Abstract
M. Weber's “R. Stammlers >> Überwindung << der materialistishen Geschichtsaffassung” (1907) and “Nachtrag” to the same essay (posthumous work) hold a very important position in the formation process of his sociology. We give attention to that Weber took the methodological standpoint of a rigid distinction between dogmatical and empirical consideration in the course of his debate with Stammler about regularity or regulatedness of social lives of men. For this standpoint summariges his precceding methodological works in a sense and moreover provides a direct presuppose to the formation of his sociology as well.
Therefore, in the first place, we try to arrange into three items what the dogmatics implies for Weber, as a clue to understand this methodological standpoint. Namely, (1) valuativeness (2) telelogical concepts formulation (3) dogmatical abstraction. Through them we understand what way of thinking in social theory the intermixing of dogmatical and empirical consideration, which Weber criticised, implies. According to our understanding, it relates to how to deal with collective concepts. In dogmatical consideration, collective concepts are dealt with as autonomous regulation-bases which are independent from individual subjects and endowed with the normative character. On the other hand, it is a mistake, into which collective concepts using empirical sciences often fall, to identify such collective concepts immediately with really existing collectivity. Here is the principal reason why Weber emphasized a distinction between dogmatical and empirical consideration.

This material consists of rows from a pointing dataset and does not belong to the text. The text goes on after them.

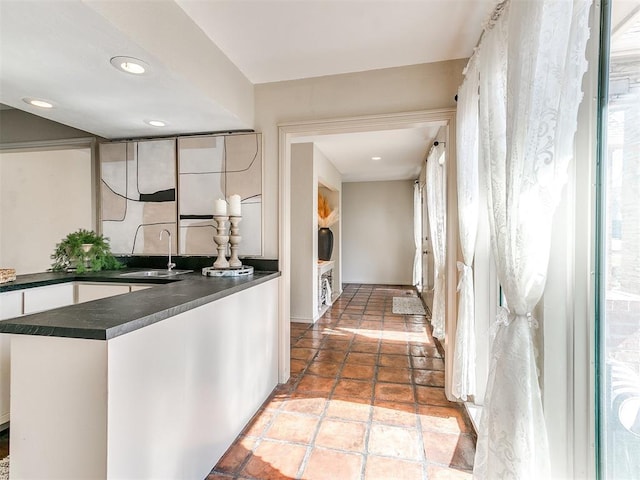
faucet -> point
(170, 265)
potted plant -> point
(83, 251)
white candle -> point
(234, 206)
(220, 208)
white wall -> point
(304, 239)
(44, 195)
(392, 90)
(377, 232)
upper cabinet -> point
(138, 195)
(151, 185)
(218, 166)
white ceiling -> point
(274, 40)
(402, 152)
(60, 50)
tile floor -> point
(365, 401)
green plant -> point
(70, 253)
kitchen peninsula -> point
(156, 383)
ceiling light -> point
(131, 65)
(36, 102)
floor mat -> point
(408, 306)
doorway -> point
(287, 134)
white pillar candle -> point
(220, 208)
(234, 206)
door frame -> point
(390, 121)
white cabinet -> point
(325, 285)
(32, 300)
(10, 306)
(47, 298)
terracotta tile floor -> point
(365, 401)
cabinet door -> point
(85, 292)
(10, 304)
(47, 298)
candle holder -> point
(221, 239)
(234, 240)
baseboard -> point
(474, 411)
(302, 319)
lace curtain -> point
(463, 382)
(436, 208)
(531, 65)
(417, 234)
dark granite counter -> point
(114, 316)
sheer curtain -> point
(417, 234)
(463, 383)
(437, 210)
(531, 65)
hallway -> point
(365, 401)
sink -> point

In the next place, in order to clarify how this standpoint participates in the formation of Weber's sociology, we comment upon two fundamental thoughts in his sociolgy, i.e. “methodologischer Individulismus” and “sociologische Regeln”. The former is a methodological assertion to reduce dogmatical collective concepts into “Maximen” of individual actions and whereby to exclude careless intermixing of dogmatics and empirical sciences. Founding on this assertion, the latter serves as a principle of concepts formulation to establish more positively the sociology of Weber himself.